By Brent Foshee, Fanteractive Scouting Contributor
In the NFL good offensive lines are paramount if a team expects to be competitive on the field. While Left Tackles have long been one of the premiere positions that teams consistently look for early in the draft, in recent years Right Tackles and Guards have also seen their stock rise. With many different systems at play in the NFL, the value on a single prospect can vary widely. Typically the elite players are elite because they fit into any system well. Still basic guidelines do exist from which one can evaluate offensive linemen for their potential.
Offensive linemen almost always need to pass the “eye test” Natural size is extremely important and should be noted as a positive.

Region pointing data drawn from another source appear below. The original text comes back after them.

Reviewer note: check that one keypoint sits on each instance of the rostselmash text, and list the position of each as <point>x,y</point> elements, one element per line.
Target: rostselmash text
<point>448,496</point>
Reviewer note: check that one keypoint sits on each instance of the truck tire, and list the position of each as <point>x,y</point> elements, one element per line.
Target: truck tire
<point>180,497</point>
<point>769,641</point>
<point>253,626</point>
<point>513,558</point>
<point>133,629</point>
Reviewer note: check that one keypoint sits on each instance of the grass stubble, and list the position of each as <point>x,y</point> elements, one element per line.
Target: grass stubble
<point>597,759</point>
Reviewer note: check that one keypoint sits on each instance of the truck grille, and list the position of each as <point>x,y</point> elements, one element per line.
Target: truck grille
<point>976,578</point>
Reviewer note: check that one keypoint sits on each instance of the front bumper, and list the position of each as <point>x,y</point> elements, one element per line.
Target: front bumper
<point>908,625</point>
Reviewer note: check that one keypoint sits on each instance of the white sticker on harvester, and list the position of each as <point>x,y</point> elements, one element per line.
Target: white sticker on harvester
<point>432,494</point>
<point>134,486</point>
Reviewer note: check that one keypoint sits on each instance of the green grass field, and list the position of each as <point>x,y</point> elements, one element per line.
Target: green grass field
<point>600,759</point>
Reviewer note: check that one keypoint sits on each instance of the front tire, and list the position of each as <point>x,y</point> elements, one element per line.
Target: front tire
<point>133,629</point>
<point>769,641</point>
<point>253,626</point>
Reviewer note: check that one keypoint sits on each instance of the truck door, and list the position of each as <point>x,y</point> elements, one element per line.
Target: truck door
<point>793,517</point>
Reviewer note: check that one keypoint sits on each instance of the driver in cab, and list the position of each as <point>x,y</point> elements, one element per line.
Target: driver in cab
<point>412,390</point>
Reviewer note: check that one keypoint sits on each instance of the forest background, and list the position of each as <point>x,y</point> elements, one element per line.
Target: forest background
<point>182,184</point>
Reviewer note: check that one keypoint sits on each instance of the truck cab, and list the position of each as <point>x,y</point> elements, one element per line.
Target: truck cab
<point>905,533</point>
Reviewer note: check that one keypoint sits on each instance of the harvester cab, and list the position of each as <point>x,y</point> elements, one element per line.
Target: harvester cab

Typically good offensive linemen finish the play. If you see a lineman consistently putting his assignments on the ground, he’s doing his job well.
Successful offensive linemen rarely get moved against their will.
Center - The center is the quarterback of the offensive line. He must know the blocking schemes, responsibilities of every blocker on every play, and be able to quickly diagnose a defense and make adjustments when needed, therefore intelligence is a key aspect of any center. Because of their responsibilities centers are rarely expected to match up in one on one situations with defensive tackles so size is less important. Size. Not strength. A center absolutely must be able to hold his on at the point of attack at the outset of a play. Shorter and stockier players are preferred because of the confined space in which they play. They need to be agile enough to move to the second level and block a linebacker and strong enough to hold up when blocking down on trap and pull plays.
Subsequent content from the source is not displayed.